On Saturday, while walking across Howard Street in downtown Manhattan, an unusual store caught my attention. No identification outside but the interior had a futuristic vibe. Two guys, standing outside told me their wives had been in there for a while shopping. They encouraged me to check it out.
As it turns out it’s the flagship of the newest J-Beauty sensation, UZ, a highly unconventional Tokyo-based lip, and eyeliner brand. The founder started in beauty eight years ago with a company called Flowfushi that is now defunct.
The staff at the flagship is super cool and wear that eyeliner really well. Plus, they’re incredibly nice and helpful.
Here’s what the founder recently told Allure:
And Here’s what I learned from spending 30 minutes in the store:
- It’s not a pop-up but it closes every few months, for an indeterminate period of time, before re-opening with a new product. These “openings” are called Phases. This current one is Phase 3 and it opened on 11/15 and will close on 12/31/19.
- They claim the Tokyo-based owner has a long lease on the building. The first-floor space, pictured above, is exquisitely restored (see more photos below). No expense has been spared to make sure every detail from the display cases to the brickwork is perfect.
But here’s what puzzles me
- They only sell two products – an eyeliner and a self-moisturizing lip product that they claim works even when you’re not wearing it (?). Supposedly it’s the #1 lip treatment in Japan.
- The price for the lip product is a mere $20.
- Their eyeliner, which comes in various colors, including 7 shades of black, is $16.
- I also learned that their blackest black eyeliner was created specifically for NYers who had requested it using those space-age phone booths (photo above) that were designed to let customers communicate directly with the founder about their product wants and desires.
- J-Beauty is clearly up-and-coming but how does UZ make money? Unless they’re using crazy VC money none of this makes sense.
- How can 2 products at these low price points support this flagship?

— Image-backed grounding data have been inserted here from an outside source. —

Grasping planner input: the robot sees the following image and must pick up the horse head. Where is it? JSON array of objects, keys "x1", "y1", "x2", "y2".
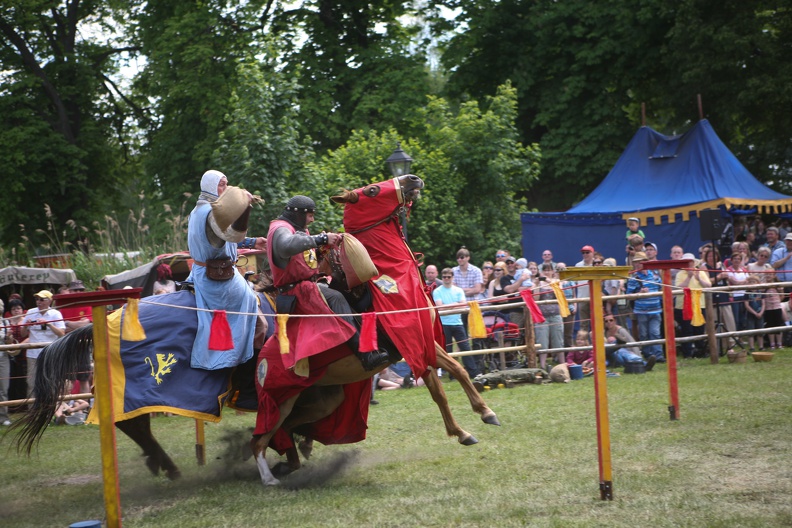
[{"x1": 330, "y1": 174, "x2": 424, "y2": 233}]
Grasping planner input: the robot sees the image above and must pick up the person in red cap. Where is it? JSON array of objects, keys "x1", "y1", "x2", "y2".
[{"x1": 575, "y1": 246, "x2": 594, "y2": 332}]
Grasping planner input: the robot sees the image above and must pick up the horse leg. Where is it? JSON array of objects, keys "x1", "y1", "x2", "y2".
[
  {"x1": 272, "y1": 385, "x2": 344, "y2": 477},
  {"x1": 116, "y1": 413, "x2": 181, "y2": 480},
  {"x1": 250, "y1": 394, "x2": 300, "y2": 486},
  {"x1": 435, "y1": 343, "x2": 500, "y2": 425},
  {"x1": 422, "y1": 368, "x2": 478, "y2": 445}
]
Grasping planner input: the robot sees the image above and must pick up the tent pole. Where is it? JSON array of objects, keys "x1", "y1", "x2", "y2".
[{"x1": 696, "y1": 94, "x2": 704, "y2": 121}]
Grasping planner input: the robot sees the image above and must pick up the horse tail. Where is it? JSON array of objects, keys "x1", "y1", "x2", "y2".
[{"x1": 11, "y1": 324, "x2": 93, "y2": 455}]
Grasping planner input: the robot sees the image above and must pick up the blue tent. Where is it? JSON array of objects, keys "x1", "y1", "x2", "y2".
[{"x1": 521, "y1": 119, "x2": 792, "y2": 266}]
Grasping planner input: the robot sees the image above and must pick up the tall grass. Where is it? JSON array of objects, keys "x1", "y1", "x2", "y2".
[
  {"x1": 0, "y1": 350, "x2": 792, "y2": 528},
  {"x1": 0, "y1": 193, "x2": 191, "y2": 289}
]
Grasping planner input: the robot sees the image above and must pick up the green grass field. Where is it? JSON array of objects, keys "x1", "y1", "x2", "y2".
[{"x1": 0, "y1": 350, "x2": 792, "y2": 528}]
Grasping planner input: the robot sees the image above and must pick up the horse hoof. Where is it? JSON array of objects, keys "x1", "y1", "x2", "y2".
[
  {"x1": 297, "y1": 441, "x2": 313, "y2": 460},
  {"x1": 459, "y1": 435, "x2": 478, "y2": 445},
  {"x1": 481, "y1": 413, "x2": 500, "y2": 425},
  {"x1": 270, "y1": 462, "x2": 294, "y2": 477},
  {"x1": 146, "y1": 457, "x2": 159, "y2": 477}
]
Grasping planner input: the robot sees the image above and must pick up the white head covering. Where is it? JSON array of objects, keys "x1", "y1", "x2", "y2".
[{"x1": 200, "y1": 169, "x2": 228, "y2": 202}]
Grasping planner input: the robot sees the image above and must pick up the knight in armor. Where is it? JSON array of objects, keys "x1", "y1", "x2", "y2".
[
  {"x1": 267, "y1": 195, "x2": 388, "y2": 370},
  {"x1": 187, "y1": 170, "x2": 267, "y2": 370}
]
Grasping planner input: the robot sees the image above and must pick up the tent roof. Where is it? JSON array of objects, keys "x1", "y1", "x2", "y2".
[{"x1": 567, "y1": 119, "x2": 792, "y2": 223}]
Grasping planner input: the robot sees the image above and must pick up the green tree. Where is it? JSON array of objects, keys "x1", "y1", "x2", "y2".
[
  {"x1": 309, "y1": 85, "x2": 540, "y2": 266},
  {"x1": 213, "y1": 49, "x2": 315, "y2": 233},
  {"x1": 274, "y1": 0, "x2": 430, "y2": 152},
  {"x1": 128, "y1": 0, "x2": 276, "y2": 200},
  {"x1": 0, "y1": 0, "x2": 138, "y2": 245}
]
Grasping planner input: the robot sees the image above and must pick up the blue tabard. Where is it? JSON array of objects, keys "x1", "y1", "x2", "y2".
[{"x1": 187, "y1": 204, "x2": 258, "y2": 370}]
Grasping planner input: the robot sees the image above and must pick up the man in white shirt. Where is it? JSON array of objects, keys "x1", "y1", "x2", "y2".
[
  {"x1": 432, "y1": 268, "x2": 479, "y2": 378},
  {"x1": 575, "y1": 246, "x2": 594, "y2": 332},
  {"x1": 22, "y1": 290, "x2": 66, "y2": 397}
]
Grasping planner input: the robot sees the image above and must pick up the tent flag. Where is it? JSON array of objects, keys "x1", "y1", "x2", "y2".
[{"x1": 521, "y1": 119, "x2": 792, "y2": 265}]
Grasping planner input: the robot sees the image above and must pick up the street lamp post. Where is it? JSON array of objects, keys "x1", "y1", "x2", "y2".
[{"x1": 386, "y1": 142, "x2": 412, "y2": 178}]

- Especially when Glossier, which is just around the corner, has 100 young women standing in line outside of their store and UZ had at most 10 customers at any one time – many, from what I overheard, coming in to check out the futuristic, spacey decor (as I did).

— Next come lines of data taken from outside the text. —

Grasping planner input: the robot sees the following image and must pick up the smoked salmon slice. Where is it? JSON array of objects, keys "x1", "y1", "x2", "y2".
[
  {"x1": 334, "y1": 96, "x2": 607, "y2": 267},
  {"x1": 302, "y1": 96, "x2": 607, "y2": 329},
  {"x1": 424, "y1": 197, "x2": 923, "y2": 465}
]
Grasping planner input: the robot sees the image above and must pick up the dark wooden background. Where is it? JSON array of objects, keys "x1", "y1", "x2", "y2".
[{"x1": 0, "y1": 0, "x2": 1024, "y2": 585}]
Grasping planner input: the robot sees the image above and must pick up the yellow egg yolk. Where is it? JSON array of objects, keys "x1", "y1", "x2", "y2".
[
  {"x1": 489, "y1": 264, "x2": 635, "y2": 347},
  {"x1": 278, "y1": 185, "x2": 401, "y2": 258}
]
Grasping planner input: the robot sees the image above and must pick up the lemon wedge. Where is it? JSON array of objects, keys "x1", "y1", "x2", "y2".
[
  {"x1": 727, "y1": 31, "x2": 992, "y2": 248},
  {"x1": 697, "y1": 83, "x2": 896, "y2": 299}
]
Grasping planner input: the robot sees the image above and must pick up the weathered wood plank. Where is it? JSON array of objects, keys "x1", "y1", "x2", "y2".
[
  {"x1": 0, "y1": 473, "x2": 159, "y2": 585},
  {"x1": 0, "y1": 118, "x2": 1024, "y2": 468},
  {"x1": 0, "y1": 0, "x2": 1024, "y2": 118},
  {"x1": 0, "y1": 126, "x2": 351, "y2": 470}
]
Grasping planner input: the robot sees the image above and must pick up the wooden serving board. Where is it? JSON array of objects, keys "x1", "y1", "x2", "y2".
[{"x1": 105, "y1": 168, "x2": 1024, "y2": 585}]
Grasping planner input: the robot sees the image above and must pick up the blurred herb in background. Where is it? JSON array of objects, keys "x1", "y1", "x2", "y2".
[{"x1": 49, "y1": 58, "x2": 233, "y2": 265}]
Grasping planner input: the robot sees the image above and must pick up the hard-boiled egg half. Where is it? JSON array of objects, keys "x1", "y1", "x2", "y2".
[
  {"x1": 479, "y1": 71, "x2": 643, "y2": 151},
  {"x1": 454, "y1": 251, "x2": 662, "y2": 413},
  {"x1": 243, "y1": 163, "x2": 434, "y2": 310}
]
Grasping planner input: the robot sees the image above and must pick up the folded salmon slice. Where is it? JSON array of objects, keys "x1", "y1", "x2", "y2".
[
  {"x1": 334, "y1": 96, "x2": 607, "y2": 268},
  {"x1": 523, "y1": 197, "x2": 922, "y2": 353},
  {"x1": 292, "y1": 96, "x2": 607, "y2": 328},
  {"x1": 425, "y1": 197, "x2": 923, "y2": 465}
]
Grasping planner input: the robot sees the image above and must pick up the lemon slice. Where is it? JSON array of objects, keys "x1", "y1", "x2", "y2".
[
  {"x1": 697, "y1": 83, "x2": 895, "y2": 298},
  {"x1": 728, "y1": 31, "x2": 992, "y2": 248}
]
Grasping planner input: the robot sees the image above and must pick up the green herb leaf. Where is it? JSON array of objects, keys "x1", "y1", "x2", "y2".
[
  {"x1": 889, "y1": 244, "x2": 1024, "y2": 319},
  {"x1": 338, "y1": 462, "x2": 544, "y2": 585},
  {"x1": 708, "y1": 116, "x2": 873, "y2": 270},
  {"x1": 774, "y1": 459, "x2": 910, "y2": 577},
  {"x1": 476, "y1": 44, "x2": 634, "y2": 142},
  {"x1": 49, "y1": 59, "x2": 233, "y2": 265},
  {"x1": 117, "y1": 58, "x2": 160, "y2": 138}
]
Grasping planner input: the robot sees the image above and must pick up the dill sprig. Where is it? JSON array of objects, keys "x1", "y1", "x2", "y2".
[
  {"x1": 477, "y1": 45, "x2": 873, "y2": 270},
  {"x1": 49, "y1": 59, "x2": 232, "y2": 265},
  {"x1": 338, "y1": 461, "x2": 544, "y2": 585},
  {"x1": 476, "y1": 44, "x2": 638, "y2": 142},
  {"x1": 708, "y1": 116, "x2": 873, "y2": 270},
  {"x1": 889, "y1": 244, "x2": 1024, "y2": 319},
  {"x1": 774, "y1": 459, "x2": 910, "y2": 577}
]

I love the aesthetics of this brand. And am intrigued by UZ and its founder – even though I don’t get how they’re making any money. Maybe this is a side gig for Imamura? It’s interesting that he’s been in business for 8 years and yet there is virtually nothing on him besides two articles, one in Allure, and one in Vogue. He’s playing it very close to the vest and every article features the same talking points.
That said, he’s picked the coolest street in Manhattan for his first store. So kudos to him for knowing where the cool kids go to shop.

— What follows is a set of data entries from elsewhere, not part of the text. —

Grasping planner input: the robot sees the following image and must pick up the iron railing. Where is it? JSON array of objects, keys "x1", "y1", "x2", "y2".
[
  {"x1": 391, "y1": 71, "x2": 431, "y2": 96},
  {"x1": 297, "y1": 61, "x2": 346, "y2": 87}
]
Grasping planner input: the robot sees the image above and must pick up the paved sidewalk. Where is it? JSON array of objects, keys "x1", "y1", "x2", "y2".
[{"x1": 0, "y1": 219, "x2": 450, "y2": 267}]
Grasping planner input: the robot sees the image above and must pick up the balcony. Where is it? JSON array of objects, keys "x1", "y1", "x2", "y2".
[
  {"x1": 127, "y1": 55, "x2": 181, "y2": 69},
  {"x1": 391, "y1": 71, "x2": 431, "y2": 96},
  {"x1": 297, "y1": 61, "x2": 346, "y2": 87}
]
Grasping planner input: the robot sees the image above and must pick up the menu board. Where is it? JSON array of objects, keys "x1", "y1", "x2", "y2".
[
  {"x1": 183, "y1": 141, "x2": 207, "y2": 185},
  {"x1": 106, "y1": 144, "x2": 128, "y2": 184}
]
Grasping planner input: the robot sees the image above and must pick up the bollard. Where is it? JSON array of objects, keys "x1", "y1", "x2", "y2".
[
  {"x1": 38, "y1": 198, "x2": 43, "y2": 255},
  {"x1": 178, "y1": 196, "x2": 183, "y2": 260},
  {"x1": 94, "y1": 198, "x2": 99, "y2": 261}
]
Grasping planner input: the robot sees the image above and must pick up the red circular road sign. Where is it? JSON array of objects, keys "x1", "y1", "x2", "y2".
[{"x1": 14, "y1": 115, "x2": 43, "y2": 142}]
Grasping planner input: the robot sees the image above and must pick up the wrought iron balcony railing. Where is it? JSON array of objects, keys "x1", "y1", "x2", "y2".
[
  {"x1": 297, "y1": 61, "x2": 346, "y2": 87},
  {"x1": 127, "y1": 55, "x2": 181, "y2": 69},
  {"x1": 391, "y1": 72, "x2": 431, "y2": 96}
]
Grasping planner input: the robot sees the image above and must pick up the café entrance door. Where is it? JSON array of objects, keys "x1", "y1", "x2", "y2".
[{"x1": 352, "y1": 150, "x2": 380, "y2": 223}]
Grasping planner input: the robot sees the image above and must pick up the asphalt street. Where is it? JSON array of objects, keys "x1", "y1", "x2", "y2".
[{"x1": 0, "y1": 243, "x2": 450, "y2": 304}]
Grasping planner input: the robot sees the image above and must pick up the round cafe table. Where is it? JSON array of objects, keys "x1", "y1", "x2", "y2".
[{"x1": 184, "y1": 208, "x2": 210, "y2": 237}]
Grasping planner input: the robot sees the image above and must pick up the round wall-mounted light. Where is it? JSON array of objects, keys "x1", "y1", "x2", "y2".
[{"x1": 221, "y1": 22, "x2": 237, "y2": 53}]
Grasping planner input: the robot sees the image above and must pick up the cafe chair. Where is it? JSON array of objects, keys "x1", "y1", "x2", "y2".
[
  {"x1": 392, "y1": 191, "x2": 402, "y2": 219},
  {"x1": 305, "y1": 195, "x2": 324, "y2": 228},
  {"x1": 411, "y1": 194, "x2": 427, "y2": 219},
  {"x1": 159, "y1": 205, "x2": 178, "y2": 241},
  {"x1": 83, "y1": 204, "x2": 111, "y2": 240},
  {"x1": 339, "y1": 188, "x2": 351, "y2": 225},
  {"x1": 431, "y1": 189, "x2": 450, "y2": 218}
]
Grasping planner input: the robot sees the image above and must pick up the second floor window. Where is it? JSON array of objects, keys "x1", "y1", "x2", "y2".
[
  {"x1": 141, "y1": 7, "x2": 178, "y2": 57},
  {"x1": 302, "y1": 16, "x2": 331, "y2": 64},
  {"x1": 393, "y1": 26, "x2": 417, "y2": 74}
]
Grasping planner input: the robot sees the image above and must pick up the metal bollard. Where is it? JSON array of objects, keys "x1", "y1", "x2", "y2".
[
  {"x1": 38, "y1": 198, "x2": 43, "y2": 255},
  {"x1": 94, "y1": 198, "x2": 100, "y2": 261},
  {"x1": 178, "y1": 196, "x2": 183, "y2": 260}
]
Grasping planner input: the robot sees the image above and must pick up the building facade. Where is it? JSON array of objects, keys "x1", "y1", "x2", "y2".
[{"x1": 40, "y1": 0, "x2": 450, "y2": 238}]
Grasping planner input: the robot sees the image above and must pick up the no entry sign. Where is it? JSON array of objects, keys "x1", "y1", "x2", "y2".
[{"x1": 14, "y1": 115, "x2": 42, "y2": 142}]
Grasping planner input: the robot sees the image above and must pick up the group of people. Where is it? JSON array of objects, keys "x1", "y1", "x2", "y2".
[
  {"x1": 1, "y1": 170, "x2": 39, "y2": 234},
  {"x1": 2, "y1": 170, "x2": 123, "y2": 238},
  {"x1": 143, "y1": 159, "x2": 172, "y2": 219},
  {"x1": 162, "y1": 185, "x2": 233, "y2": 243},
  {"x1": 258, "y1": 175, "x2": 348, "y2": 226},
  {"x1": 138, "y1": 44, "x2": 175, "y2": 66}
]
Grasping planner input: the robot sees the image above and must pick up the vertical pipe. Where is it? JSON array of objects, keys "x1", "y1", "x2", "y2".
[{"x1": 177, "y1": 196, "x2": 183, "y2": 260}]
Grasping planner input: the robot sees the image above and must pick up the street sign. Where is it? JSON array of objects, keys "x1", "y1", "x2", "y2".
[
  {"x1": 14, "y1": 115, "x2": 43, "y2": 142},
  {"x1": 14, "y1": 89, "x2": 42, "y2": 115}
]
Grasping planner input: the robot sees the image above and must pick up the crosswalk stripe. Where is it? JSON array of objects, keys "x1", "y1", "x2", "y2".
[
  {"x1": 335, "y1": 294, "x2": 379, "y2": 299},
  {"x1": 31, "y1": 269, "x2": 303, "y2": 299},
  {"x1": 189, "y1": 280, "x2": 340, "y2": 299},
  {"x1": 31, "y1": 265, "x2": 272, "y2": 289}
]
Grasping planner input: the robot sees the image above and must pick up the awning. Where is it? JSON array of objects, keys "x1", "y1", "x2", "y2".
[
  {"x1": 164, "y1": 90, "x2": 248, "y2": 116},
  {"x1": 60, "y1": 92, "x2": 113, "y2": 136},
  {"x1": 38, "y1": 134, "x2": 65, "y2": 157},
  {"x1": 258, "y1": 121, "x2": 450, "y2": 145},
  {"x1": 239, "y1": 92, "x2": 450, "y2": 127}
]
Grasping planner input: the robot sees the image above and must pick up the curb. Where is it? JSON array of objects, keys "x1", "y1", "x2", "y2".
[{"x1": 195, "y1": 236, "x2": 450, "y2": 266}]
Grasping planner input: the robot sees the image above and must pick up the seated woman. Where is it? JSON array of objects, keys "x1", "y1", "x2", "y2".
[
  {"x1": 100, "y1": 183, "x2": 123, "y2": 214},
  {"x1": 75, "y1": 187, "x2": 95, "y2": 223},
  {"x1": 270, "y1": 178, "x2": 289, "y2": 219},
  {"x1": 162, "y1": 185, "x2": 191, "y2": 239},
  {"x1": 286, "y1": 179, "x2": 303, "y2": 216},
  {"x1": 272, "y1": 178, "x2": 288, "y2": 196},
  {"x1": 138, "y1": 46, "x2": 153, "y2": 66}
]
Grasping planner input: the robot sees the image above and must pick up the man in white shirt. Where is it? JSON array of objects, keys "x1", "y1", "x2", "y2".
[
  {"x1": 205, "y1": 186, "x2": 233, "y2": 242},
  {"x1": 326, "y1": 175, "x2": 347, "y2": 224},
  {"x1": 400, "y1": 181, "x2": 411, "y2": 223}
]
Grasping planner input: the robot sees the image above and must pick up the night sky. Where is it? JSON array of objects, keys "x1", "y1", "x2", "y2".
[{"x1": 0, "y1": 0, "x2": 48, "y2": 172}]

And a heads up for any of you who might be looking for a quick tip sheet on where to find the most creative and influential retailers in NYC. I recommend you head to this 4-block stretch of Howard Street. I wrote about it two years ago and it’s all still true.
If you make it down to UZ, I also suggest you check out Madhappy at 25 Howard St. Their concept is mental health positivity which just got them $1.8 million in funding from LVMH. Howard Street is also where you’ll find style-obsessed skater boys at Palace Skateboards. And the two brands that initially put the street on the map are still going strong as well: Opening Ceremony and Rick Owens.
Scroll down for photos from my visit to UZ.
Amazing eyeliner expertise by two UZ staffers
The eyeliner room
And big thanks to these two gentlemen (and their wives) for putting UZ on my radar
19 Howard Street (between Lafayette and Crosby).
Hours: 11 am – 8 pm (except Sunday when the store closes at 7 pm)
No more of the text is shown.